The cure for a fallacious argument is a better argument, not the supression of ideas. -- Carl Sagan, The Demon Haunted World
It used to be that my favorite baal teshuva blog BeyondBT would let some of my comments in, assuming I wasn't actively arguing for atheism, etc. Now they won't even do that.
In response to Tuesday's post in which a guest contributor asked the question How Can The Average Orthodox Jew Achieve Kiddush HaShem and Reduce Chillul Hashem? I posted the following comment (paraphrased from memory) which could not be less objectionable:
One of my favorite quotes from a rabbi:"I wanted to change the world, but I realized it was too large of a task for one person, so I tried to change my community. That was also too hard, so I tried to change my family. That was also too hard, so I decided to try and change myself. And though it was very hard, I finally changed myself. And once I changed myself, I discovered my family changed, the community changed, and the entire world changed." - R' Israel Lipkin Salanter
(The quote has long been one of my favorites. Googling for the exact quote, I found it on blog-friend Ezzie's blog!)

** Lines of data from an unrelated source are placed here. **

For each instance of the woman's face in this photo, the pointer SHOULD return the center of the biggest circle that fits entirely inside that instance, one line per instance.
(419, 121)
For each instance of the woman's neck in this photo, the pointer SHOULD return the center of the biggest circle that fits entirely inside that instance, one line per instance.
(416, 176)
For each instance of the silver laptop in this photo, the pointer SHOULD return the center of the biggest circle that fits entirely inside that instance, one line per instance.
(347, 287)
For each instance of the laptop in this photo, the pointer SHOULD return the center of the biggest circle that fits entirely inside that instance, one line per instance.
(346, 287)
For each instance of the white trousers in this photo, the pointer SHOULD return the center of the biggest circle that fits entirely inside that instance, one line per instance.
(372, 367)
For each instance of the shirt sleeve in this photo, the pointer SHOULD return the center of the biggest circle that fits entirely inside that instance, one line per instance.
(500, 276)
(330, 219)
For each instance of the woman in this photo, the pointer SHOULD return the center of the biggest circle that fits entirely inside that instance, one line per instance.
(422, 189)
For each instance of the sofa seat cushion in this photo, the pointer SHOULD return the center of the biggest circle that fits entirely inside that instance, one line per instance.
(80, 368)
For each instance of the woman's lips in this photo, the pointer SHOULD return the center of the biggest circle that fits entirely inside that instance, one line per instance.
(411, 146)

It a quote from a rabbi, directly on point and not remotely subversive. I figured it would probably get through the moderators.
But no. I received a polite email saying that the comment was appreciated, but could I please change my name and remove the link to my blog? I wrote back saying that this is the name I respond to blogs with and the link is a link to my blog and I wasn't comfortable changing either one. They wrote back "ok" and then deleted the comment.
Blogs for people joining Orthodox Judaism hide opposing points of view from their readers. Blogs for people leaving Orthodox Judaism link to both supporting and opposing points of view. We think our arguments can hold up if allowed to compete. They think it's better to hide.
That's been pretty much my experience in the real world, too. Skeptics are excited to debate (when they're not afraid of repercussions for "outing" themselves.) Believers tend to become uncomfortable and defensive if you even hint that something they believe might not be true. Skeptics devour arguments from both sides. Most believers stick to arguments for conclusions they prefer. (They call this "chizuk," or "strengthening," as if "strengthening" a belief is a good thing.)